Wichtig sind die Verhandlungen bezüglich der Ziffer 5 b. Hinsichtlich der Einrichtung neuer Lehrstühle ist bisher wenigstens einiges geschehen. Zu diesem Punkt werden wir aber bei anderer Gelegenheit noch vieles zu sagen haben.
Der nächste Punkt des Antrags stellt die Maßnahmen heraus, die einer finanziellen Förderung bedürfen. Wir haben uns zwischenzeitlich mit den Plänen des Bundesministeriums für Atomfragen befaßt. Aber es war das eigentliche Anliegen der Antragsteller, daß kurzfristig ein entsprechender Finanzierungsplan vorgelegt wird, der einen längeren Zeitraum umfaßt. Wir haben von Herrn Minister Balke vorhin gehört, welche gewaltigen Kapitalinvestitionen notwendig sind, um auf diesem Gebiete einigermaßen vorwärtszukommen. Es wäre sicherlich richtig, wenn in dieser Hinsicht beschlossen würde, daß seitens des Atomministeriums ein Finanzierungsplan aufgestellt wird, der sich über mehrere Jahre erstreckt. Wir wissen alle, daß für die Entwicklung der Kernenergie auf allen Gebieten Investitionen gemacht werden müssen und daß das bisher Erdenkliche an Mitteln weit überschritten wird. Es ist notwendig, daß sich das Parlament ein Bild davon macht, wie hoch diese Mittel für die Bundesrepublik sein werden.
Bezüglich der Ziffer 6 unseres Antrags müssen wir uns darüber im klaren sein, daß die Forschungen auf dem Gebiete der theoretischen und der experimentellen Kernphysik, der Chemie sowie hinsichtlich der Anwendung radioaktiver Isotope in Medizin, Landwirtschaft und Technik noch lange nicht abgeschlossen sind.

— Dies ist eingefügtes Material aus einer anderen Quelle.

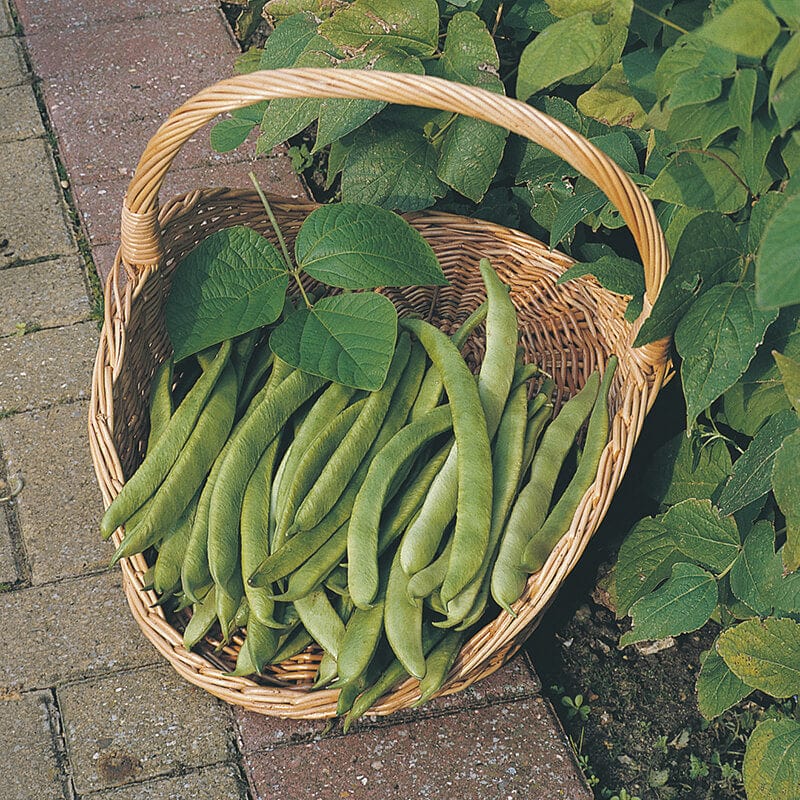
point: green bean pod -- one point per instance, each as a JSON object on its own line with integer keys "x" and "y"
{"x": 271, "y": 410}
{"x": 320, "y": 619}
{"x": 308, "y": 577}
{"x": 438, "y": 664}
{"x": 152, "y": 471}
{"x": 354, "y": 447}
{"x": 167, "y": 568}
{"x": 494, "y": 383}
{"x": 204, "y": 615}
{"x": 430, "y": 393}
{"x": 402, "y": 620}
{"x": 507, "y": 457}
{"x": 393, "y": 674}
{"x": 474, "y": 501}
{"x": 560, "y": 517}
{"x": 530, "y": 508}
{"x": 161, "y": 402}
{"x": 293, "y": 643}
{"x": 362, "y": 635}
{"x": 312, "y": 462}
{"x": 254, "y": 534}
{"x": 362, "y": 538}
{"x": 430, "y": 578}
{"x": 189, "y": 470}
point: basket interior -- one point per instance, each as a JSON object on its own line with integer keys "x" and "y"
{"x": 568, "y": 330}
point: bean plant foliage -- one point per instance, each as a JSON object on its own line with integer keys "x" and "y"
{"x": 699, "y": 102}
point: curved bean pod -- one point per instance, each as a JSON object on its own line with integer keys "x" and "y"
{"x": 152, "y": 471}
{"x": 474, "y": 501}
{"x": 530, "y": 508}
{"x": 354, "y": 447}
{"x": 362, "y": 537}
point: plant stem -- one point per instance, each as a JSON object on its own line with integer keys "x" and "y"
{"x": 662, "y": 20}
{"x": 286, "y": 257}
{"x": 303, "y": 294}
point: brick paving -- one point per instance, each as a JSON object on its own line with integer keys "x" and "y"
{"x": 88, "y": 709}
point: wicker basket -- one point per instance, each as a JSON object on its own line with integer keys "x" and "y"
{"x": 569, "y": 329}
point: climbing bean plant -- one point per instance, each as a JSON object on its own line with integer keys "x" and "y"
{"x": 699, "y": 102}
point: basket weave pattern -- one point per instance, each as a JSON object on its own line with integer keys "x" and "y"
{"x": 569, "y": 330}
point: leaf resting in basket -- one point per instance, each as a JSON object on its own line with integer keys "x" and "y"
{"x": 236, "y": 281}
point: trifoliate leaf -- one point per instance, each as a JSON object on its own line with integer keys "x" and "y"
{"x": 348, "y": 338}
{"x": 717, "y": 338}
{"x": 232, "y": 282}
{"x": 765, "y": 654}
{"x": 356, "y": 246}
{"x": 684, "y": 603}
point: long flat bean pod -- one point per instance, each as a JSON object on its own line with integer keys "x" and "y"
{"x": 152, "y": 471}
{"x": 530, "y": 508}
{"x": 254, "y": 528}
{"x": 507, "y": 456}
{"x": 473, "y": 518}
{"x": 189, "y": 471}
{"x": 494, "y": 383}
{"x": 345, "y": 462}
{"x": 560, "y": 517}
{"x": 271, "y": 410}
{"x": 392, "y": 675}
{"x": 362, "y": 537}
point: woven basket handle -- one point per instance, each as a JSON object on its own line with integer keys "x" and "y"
{"x": 140, "y": 235}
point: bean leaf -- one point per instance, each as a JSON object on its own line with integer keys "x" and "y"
{"x": 564, "y": 48}
{"x": 777, "y": 262}
{"x": 232, "y": 282}
{"x": 683, "y": 469}
{"x": 751, "y": 476}
{"x": 709, "y": 251}
{"x": 707, "y": 180}
{"x": 745, "y": 27}
{"x": 412, "y": 27}
{"x": 717, "y": 339}
{"x": 355, "y": 246}
{"x": 771, "y": 766}
{"x": 765, "y": 654}
{"x": 684, "y": 603}
{"x": 701, "y": 533}
{"x": 645, "y": 559}
{"x": 346, "y": 338}
{"x": 717, "y": 687}
{"x": 393, "y": 167}
{"x": 757, "y": 578}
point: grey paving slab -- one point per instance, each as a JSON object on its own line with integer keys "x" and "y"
{"x": 43, "y": 295}
{"x": 97, "y": 147}
{"x": 8, "y": 565}
{"x": 68, "y": 630}
{"x": 46, "y": 367}
{"x": 6, "y": 23}
{"x": 140, "y": 724}
{"x": 60, "y": 506}
{"x": 20, "y": 114}
{"x": 100, "y": 203}
{"x": 30, "y": 766}
{"x": 501, "y": 752}
{"x": 212, "y": 783}
{"x": 513, "y": 681}
{"x": 113, "y": 75}
{"x": 66, "y": 14}
{"x": 13, "y": 69}
{"x": 33, "y": 223}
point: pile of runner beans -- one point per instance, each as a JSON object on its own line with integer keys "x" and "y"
{"x": 377, "y": 525}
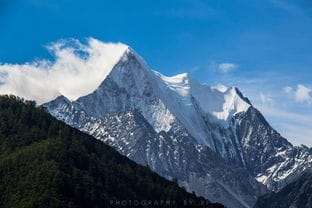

Gerade für diese Gebiete sind ausreichende Mittel notwendig, damit wir künftig eine solche Situation, wie wir sie zur Zeit haben, vermeiden. Wir können uns das volkswirtschaftlich einfach nicht leisten. Wir dürfen nicht noch weitere Jahre nachhinken, sondern müssen dafür Sorge tragen, daß es einer Gruppe wissenschaftlicher Fachleute möglich ist, n u r für die Zukunft zu arbeiten. Insbesondere dürften Vorarbeiten für sogenannte schnelle Reaktoren für die friedliche Nutzung der Kernverschmelzung vordringlich sein. Die Pressenachricht über die Erfindung, die in Rußland angeblich gemacht worden ist, hat uns ja wohl alle in Erstaunen gesetzt. Ob sie richtig ist, wird die Zukunft lehren. Da wäre schon wieder etwas entdeckt, was alles Bisherige weit übertrifft und was ganz neue Wege auf diesem Gebiet weist.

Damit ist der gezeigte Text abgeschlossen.